According to existing guidelines, the upper limit of the analyzable wavelength range is about 10r (Sato and Okada, 2016) or 4r-6r (Foti et al., 2017).
(Robust SPAC method)
In the robust SPAC method as defined in this paper, we calculate the phase velocity c1 by using equation c1=2πrf1/2.40, where f1 is the frequency at which a SPAC coefficient curve crosses zero for the first time (at the lowest frequency/ at the longest wavelength of 2.6r). This method is equivalent to using only the first zero-crossing point in the method of Aki (1957) to determine phase velocities. Therefore, this method is not novel but has been rarely noticed in the microtremor array survey in usual earthquake engineering. It should be emphasized that this approach is useful as being very robust against incoherent noise. This is because the frequency corresponding to the zero-crossing point is unaffected even when the signal-to-noise ratio (SNR) is low enough to generate devastating biases in the estimates of the SPAC coefficients.
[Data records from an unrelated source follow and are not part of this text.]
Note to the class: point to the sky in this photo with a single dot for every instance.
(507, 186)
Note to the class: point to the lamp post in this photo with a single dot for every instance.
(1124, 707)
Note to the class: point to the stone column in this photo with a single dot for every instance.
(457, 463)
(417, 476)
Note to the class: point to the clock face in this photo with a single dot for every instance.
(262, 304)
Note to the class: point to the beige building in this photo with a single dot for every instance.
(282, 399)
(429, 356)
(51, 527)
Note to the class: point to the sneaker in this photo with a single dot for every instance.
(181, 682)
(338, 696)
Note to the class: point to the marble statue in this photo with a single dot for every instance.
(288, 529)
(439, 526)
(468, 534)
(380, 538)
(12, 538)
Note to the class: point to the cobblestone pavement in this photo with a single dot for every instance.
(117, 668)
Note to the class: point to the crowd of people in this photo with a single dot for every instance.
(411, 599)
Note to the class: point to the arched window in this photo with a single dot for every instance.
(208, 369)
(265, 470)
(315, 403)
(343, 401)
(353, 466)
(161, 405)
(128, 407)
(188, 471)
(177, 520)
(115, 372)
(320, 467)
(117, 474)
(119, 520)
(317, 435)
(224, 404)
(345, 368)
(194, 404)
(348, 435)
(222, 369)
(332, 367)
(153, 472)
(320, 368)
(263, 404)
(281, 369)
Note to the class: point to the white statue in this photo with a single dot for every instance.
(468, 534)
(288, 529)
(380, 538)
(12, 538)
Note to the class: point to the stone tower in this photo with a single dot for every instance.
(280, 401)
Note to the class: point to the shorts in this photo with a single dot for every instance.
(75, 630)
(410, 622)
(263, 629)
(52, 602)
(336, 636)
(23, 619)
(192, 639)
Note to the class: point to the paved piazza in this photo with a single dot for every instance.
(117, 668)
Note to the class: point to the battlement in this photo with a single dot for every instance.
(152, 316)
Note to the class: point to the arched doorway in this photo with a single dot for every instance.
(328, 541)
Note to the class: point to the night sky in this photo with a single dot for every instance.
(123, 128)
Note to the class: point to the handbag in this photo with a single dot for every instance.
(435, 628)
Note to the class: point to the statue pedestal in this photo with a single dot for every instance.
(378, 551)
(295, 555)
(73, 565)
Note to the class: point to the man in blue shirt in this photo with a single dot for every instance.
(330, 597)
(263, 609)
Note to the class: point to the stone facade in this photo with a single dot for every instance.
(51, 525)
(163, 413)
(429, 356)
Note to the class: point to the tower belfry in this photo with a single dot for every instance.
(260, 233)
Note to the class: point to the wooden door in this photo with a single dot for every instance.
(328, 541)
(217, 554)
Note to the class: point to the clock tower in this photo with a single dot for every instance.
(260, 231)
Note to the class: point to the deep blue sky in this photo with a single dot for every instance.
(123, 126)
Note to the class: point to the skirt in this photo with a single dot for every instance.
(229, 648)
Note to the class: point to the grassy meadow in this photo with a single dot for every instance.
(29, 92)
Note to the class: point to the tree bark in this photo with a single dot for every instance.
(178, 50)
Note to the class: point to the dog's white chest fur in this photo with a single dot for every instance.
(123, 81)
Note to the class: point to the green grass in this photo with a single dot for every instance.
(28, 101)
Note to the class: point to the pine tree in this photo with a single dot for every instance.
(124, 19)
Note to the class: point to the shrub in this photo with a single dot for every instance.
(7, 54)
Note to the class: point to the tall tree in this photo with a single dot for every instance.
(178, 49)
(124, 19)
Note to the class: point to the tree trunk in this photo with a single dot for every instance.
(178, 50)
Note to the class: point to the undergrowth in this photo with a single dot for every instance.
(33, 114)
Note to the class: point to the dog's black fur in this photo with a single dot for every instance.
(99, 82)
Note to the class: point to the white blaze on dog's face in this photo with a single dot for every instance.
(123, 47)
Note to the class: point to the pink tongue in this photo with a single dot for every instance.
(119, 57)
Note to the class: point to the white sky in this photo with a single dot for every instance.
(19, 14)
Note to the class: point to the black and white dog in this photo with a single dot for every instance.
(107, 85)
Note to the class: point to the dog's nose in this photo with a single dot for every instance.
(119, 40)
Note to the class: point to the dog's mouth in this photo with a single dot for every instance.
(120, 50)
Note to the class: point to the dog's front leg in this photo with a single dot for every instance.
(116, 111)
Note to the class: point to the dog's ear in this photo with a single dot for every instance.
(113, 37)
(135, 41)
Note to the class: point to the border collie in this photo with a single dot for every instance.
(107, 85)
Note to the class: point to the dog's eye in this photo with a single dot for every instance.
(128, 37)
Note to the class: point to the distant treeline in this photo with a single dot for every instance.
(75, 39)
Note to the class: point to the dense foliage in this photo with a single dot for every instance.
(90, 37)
This method is also very robust against the biases due to the microtremor wavefield because the frequency at the first zero-crossing point is not affected by the wavefield as long as the triangular array is used. An illustrative example of applying the zero-crossing method is shown in Fig. 2.
(Upper limit of the analyzable wavelength range)
A reference phase-velocity dispersion curve (RPVDC) is defined as that obtained by deploying microtremor arrays of various sizes, applying the "robust SPAC method" to each array, and then connecting phase velocities thus obtained. The upper limit of the analyzable wavelength range (upper limit wavelength) is defined as the wavelength at which the dispersion curve obtained by the standard SPAC method deviates from the RPVDC. Based on a large number of array data sets, we take the statistics of the upper limit wavelength normalized by the array radius (normalized upper limit wavelength, NULW) for each group categorized by array sizes.
The analysis results show that, for very small arrays with a radius of about 1 m, the NULW reaches few-to-several tens, but rapidly decreases to about 3 to 5 as the array radius increases to reach several tens of meters (Fig. 3). The NULW stays around 3 to 5 for larger arrays. In other words, the NULW strongly depends on the array radius when the array size is small. The guidelines of Sato and Okada (2016) and Foti et al. (2017) can be understood as corresponding to arrays of radius around 10 m and tens of meters or more, respectively.
Acknowledgments: This work was supported by JSPS Grants-in-Aid for Scientific Research JP19H02287 and 20K04118.
Aki, K. (1957): BERI, Univ. Tokyo, 35, 415–457.
Cho, I. (2022a): Array-size dependency of the upper limit wavelength normalized by array radius for the standard spatial autocorrelation method, submitted to Earth, Planets and Space.
Cho, I. (2022b): The earth monthly, in press (in Japanese).
Cho et al. (2021): GJI, 226, 1676–1694.
Foti et al. (2017): Bull. Earthq. Engineer., 16, 2367-2420.
Sato, H., Okada, H. (2016): Geophysical exploration handbook (revised edition), SEGJ, Chap. 4, 229-248 (in Japanese).